社会保険の適用対象の拡大が進められています。
今までパートやアルバイトとして働きながらパートナーの扶養に入ることで社会保険料の負担がなかった人も、これからは社会保険の納付が必要となる場合があります。
直近では、2024年10月から従業員数が51人以上100人以下の会社に勤めていて、以下の要件をすべて満たす人は社会保険料の負担が必要です。
◆社会保険料の負担が新たに発生する人の要件(2024年10月~)◆
- 週の所定労働時間が20時間以上
- 所定内賃金が月額8.8万円以上
- 2ヶ月を超える雇用の見込みがある
- 学生ではない
このような動きのなかで、将来的には主婦年金自体が廃止され、誰でも社会保険料の支払が必要となる時代がくるかもしれません。
では、もし主婦年金が廃止されると、家計にはどれくらい影響があるのでしょうか。
本記事では、主婦年金の仕組みと主婦年金が廃止された場合の家計への影響を紹介します。
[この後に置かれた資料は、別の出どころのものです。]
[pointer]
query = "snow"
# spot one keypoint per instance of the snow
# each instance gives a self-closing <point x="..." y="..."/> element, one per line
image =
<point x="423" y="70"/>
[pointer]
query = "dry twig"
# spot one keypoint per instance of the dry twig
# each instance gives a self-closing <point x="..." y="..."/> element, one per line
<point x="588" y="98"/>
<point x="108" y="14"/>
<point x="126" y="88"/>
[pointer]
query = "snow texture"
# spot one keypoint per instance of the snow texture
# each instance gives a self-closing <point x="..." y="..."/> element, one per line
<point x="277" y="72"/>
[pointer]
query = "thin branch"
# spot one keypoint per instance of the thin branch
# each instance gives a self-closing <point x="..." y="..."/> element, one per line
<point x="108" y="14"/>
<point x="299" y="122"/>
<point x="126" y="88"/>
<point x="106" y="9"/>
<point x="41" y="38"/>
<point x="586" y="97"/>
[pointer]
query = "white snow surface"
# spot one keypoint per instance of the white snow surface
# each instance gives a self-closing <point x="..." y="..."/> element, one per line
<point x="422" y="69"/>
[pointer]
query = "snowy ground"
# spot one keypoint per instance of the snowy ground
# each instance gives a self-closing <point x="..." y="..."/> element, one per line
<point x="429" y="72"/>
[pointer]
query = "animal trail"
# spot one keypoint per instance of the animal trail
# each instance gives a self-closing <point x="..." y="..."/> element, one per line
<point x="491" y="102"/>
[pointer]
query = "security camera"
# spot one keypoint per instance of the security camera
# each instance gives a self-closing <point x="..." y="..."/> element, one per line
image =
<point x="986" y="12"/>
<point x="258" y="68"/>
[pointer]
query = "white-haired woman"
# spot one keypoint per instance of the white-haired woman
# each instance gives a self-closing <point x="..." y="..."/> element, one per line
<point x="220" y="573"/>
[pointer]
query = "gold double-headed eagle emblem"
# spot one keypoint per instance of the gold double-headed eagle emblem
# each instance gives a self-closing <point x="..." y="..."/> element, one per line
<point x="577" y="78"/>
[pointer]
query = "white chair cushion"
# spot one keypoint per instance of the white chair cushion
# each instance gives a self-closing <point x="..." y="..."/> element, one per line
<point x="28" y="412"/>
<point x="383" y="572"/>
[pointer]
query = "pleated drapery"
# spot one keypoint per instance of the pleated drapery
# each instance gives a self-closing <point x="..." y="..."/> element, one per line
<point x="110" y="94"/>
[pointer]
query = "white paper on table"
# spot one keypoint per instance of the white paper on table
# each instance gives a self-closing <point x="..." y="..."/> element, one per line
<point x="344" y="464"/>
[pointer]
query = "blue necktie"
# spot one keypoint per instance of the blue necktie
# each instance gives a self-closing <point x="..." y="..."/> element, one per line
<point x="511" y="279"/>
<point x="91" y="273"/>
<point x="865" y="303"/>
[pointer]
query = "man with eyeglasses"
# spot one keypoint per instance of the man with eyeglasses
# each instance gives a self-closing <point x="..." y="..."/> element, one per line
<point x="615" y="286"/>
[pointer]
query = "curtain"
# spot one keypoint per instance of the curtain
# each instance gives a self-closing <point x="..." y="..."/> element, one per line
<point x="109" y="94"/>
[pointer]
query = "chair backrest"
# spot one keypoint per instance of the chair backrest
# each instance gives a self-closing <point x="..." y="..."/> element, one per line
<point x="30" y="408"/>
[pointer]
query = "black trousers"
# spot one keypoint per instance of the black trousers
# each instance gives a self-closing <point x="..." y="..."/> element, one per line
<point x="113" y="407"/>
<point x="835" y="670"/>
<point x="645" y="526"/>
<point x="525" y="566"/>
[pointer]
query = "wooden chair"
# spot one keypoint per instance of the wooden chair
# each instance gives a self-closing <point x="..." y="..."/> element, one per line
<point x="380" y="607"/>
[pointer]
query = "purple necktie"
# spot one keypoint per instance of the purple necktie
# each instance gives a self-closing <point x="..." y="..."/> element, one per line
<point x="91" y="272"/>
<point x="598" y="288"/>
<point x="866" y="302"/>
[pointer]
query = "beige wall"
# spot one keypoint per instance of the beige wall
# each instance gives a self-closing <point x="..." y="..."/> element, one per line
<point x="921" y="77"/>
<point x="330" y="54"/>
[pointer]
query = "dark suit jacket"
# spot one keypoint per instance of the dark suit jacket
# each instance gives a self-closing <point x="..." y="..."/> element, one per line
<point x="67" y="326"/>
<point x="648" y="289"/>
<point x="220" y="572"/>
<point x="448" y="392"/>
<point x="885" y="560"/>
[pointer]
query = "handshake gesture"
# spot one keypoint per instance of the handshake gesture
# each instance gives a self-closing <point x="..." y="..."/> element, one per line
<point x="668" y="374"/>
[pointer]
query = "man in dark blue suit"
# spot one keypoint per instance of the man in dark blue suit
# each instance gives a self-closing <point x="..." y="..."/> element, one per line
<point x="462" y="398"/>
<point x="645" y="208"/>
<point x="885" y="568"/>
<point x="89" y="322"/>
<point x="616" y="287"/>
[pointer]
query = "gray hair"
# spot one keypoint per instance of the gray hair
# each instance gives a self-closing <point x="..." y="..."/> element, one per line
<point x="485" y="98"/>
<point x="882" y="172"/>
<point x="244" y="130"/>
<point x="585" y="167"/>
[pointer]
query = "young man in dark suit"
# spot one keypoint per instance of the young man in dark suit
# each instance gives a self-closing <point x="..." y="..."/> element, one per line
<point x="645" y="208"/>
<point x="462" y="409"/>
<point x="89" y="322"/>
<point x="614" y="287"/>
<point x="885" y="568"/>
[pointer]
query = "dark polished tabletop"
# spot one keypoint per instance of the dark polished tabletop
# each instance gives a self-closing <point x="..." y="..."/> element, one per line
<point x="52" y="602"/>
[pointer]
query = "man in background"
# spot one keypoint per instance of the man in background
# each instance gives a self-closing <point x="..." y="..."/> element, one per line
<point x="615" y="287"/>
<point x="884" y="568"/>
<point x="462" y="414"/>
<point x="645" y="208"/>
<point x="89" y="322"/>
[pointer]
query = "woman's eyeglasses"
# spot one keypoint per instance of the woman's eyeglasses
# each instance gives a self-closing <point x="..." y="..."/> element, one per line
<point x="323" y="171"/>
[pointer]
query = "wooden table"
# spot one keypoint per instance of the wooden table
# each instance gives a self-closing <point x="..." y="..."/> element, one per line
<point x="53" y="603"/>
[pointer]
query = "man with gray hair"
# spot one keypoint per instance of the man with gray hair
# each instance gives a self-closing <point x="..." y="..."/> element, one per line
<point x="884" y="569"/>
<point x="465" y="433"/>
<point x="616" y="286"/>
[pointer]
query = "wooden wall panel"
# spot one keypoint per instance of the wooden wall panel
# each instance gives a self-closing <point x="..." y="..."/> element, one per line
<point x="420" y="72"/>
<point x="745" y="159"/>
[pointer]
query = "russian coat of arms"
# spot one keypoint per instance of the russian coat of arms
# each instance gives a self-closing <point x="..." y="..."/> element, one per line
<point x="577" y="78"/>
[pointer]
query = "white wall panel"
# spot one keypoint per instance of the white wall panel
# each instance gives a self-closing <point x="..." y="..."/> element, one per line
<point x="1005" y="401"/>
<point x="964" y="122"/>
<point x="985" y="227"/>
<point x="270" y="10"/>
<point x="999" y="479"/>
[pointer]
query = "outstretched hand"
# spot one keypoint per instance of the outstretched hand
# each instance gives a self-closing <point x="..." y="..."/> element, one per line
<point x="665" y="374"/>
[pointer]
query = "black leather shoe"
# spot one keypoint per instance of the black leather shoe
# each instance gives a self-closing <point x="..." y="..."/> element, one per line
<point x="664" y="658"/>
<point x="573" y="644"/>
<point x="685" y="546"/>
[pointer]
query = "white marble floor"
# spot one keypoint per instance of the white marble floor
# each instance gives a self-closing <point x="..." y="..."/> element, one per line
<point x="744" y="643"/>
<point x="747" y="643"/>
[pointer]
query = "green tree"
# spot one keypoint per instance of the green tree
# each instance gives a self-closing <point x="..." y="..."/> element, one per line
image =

現在、主婦年金加入者で社会保険料の負担がない人は、ぜひ参考にしてみてください。
1. 主婦年金(第3号被保険者)とは
まずは、主婦年金(第3号被保険者)とは何かを確認しましょう。
年金の加入者は、第1~3号被保険者に分類されます。
第1号被保険者は自営業者やその配偶者・学生などです。また、第2号被保険者は会社員や公務員、第3号被保険者は第2号被保険者に扶養されていて年収130万円未満(もしくは106万円未満)の配偶者です。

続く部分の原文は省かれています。